France is playing a leading role in pressing the EU to act against imports of Chinese textiles, but a French clothing company is showing how it is possible to survive and prosper by exporting to China.
The family company, La Bonneterie Cevenole company, based in the Ardeche region of southern France, specializes in up-market Montagu brand shirts made from an artificial fiber known as polyamide, and exports 80 percent of its 750,000 annual production to China, explained chief executive Pierre Gros.
The very rich
"Today in Europe, people buy Chinese clothing products, because they prefer to spend their money on telecommunications or overseas holidays, while in China, there is a category of very rich people who want to buy imported products even if they are expensive," Gros said.
La Bonneterie Cevenole, established in 1929, made a key strategic move in the 1970s with an early entry into China using a clever marketing strategy even though it could not legally sell its products inside the country.
Pierre Gros, during a trip to Hong Kong in the 1970s at the age of 24, was struck by the uniformity of the clothing and the intense curiosity of the Chinese about Western culture.
Billboard beginnings
"We realized that China could become a market and we had an idea to do advertising there, even though we didn't have the right to sell in China," Gros said.
For "almost nothing," and before the opening of the Chinese market, the company bought large billboard advertising spaces in railway stations and key locations in Guangzhou and Shanghai as well as television advertisements in Hong Kong and Macau.
"A lot of people live in Hong Kong and go back every year to visit their families in [mainland] China taking back presents, jeans or cigarettes.

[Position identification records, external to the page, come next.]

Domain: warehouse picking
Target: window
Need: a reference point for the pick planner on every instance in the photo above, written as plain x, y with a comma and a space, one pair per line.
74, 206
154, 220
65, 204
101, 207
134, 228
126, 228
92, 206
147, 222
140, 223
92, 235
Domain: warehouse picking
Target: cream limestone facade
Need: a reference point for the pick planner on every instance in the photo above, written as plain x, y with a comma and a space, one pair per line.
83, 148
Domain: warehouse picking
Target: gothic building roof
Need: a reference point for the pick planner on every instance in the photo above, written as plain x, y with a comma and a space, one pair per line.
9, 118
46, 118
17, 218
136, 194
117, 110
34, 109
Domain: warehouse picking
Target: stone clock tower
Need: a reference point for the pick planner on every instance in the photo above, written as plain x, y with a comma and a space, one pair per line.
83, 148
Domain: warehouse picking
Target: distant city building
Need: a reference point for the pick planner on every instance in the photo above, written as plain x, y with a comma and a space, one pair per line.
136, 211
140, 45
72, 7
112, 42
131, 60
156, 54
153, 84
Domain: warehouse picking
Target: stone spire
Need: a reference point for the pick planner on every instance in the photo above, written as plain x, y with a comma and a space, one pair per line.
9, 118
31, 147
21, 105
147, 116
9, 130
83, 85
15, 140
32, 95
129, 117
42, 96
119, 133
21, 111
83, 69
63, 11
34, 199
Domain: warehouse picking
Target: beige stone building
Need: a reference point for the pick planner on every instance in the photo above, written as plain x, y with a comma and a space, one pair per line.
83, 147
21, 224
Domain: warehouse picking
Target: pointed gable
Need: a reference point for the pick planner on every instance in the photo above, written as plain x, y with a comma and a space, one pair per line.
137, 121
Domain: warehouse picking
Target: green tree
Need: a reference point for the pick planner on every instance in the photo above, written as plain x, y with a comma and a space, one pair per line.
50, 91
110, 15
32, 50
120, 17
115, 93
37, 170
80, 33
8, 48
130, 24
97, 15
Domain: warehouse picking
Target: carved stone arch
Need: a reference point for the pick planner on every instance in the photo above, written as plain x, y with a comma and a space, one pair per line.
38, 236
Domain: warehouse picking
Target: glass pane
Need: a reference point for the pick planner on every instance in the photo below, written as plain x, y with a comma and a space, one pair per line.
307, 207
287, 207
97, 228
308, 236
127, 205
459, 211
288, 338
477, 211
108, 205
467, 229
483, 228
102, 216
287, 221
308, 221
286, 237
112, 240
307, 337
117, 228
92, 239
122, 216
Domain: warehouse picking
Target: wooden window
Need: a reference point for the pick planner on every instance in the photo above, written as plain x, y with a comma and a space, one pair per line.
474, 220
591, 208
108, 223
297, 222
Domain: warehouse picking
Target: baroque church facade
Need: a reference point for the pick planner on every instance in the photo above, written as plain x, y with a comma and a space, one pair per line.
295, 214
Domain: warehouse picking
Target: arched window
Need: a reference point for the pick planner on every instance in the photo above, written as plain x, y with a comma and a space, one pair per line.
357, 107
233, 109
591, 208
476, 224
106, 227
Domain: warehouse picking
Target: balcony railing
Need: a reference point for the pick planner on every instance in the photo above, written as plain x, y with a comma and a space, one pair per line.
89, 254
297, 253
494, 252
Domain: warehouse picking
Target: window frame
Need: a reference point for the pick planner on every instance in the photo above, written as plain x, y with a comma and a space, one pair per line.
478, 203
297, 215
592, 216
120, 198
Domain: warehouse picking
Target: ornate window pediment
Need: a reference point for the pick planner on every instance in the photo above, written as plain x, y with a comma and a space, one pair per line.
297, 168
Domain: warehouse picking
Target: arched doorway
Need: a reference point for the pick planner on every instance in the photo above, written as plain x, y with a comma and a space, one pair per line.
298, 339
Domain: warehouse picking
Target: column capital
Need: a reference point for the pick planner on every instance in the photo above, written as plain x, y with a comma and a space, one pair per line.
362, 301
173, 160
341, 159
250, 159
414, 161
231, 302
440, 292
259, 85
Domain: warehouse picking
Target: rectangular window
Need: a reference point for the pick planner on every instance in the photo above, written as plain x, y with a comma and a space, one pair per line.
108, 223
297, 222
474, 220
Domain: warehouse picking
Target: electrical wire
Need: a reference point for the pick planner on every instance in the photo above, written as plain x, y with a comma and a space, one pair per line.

Our strategy at the time was to make the Montagu shirt part of the presents carried back by visitors," Gros said.
The campaign proved successful and company, which then had 20 stores in Hong Kong, saw its sales multiply.
"The market opened little by little, first in Hong Kong, then after four or five years with normal merchandise trade" the rest of China, Gross said.
Quality
Gros is not pessimistic about the future of the French textile industry because "France has an image of high-quality."
He said: "The Chinese want to buy French products which stand out from what they can buy at home."
However, the successful French exporter called for a "fairer treatment" by China where the tax on European clothing products is 14 to 17 percent compared to 5 percent in Europe.